"What," said the Duchessa in amazement, "it is you, Sir, who are one of the greatest poets of the age, the famous Ferrante Palla?"

"Famous perhaps, but most unfortunate; that is certain."

"And a man of your talent, Sir, is obliged to steal in order to live?"

"That is perhaps the calling for which I have some talent. Hitherto all our authors who have made themselves famous have been men paid by the government or the religion that they sought to undermine. I, in the first place, risk my life; in the second place, think, Signora, of the reflexions that disturb my mind when I go out to rob! Am I in the right, I ask myself. Does the office of Tribune render services that are really worth a hundred francs a month? I have two shirts, the coat in which you see me, a few worthless weapons, and I am sure to end by the rope; I venture to think that I am disinterested. I should be happy but for this fatal love which allows me to find only misery now in the company of the mother of my children. Poverty weighs upon me because it is ugly: I like fine clothes, white hands. . . ."

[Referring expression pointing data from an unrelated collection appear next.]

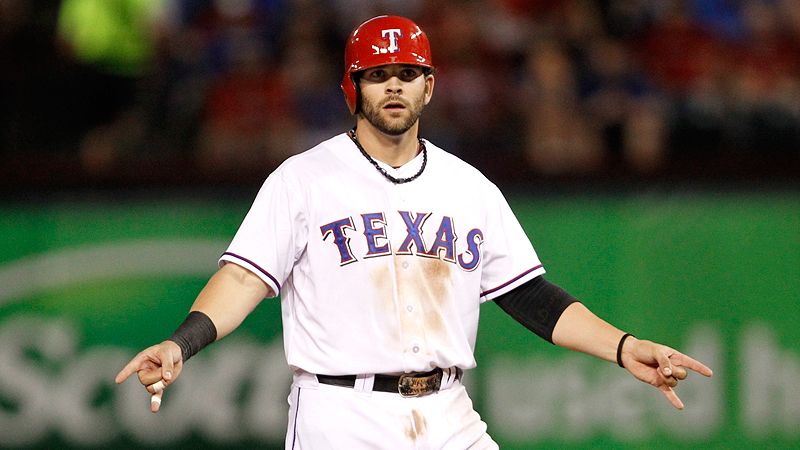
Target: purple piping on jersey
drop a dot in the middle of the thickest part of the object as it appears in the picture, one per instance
(485, 293)
(296, 411)
(257, 267)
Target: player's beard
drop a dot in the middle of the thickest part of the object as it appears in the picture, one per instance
(372, 113)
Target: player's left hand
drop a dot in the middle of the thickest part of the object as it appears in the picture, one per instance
(660, 366)
(157, 367)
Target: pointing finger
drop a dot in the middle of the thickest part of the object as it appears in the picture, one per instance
(155, 401)
(167, 364)
(132, 367)
(157, 387)
(671, 396)
(664, 364)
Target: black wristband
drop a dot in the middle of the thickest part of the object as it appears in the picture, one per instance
(619, 348)
(537, 304)
(196, 332)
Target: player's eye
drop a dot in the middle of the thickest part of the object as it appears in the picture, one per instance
(409, 74)
(377, 75)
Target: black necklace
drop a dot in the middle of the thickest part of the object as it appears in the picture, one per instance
(352, 134)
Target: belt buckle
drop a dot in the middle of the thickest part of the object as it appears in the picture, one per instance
(415, 386)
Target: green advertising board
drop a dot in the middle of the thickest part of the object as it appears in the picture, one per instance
(85, 284)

He looked at the Duchessa's in such a fashion that fear seized hold of her.

"Good-bye, Sir," she said to him: "can I be of any service to you in Parma?"

"Think sometimes of this question: his task is to awaken men's hearts and to prevent them from falling asleep in that false and wholly material happiness which is given by monarchies. Is the service that he renders to his fellow-citizens worth a hundred francs a month? . . . My misfortune is that I am in love," he said in the gentlest of tones, "and for nearly two years my heart has been occupied by you alone, but until now I have seen you without alarming you." And he took to his heels with a prodigious swiftness which astonished the Duchessa and reassured her. "The police would have hard work to catch him," she thought; "he must be mad, after all."

"He is mad," her servants informed her; "we have all known for a long time that the poor man was in love with the Signora; when the Signora is here we see him wandering in the highest parts of the woods, and as soon as the Signora has gone he never fails to come and sit in the very places where she has rested; he is careful to pick up any flowers that may have dropped from her nosegay and keeps them for a long time fastened in his battered hat."

"And you have never spoken to me of these eccentricities," said the Duchessa, almost in a tone of reproach.

"We were afraid that the Signora might tell the Minister Mosca. Poor Ferrante is such a good fellow! He has never done harm to anyone, and because he loves our Napoleon they have sentenced him to death."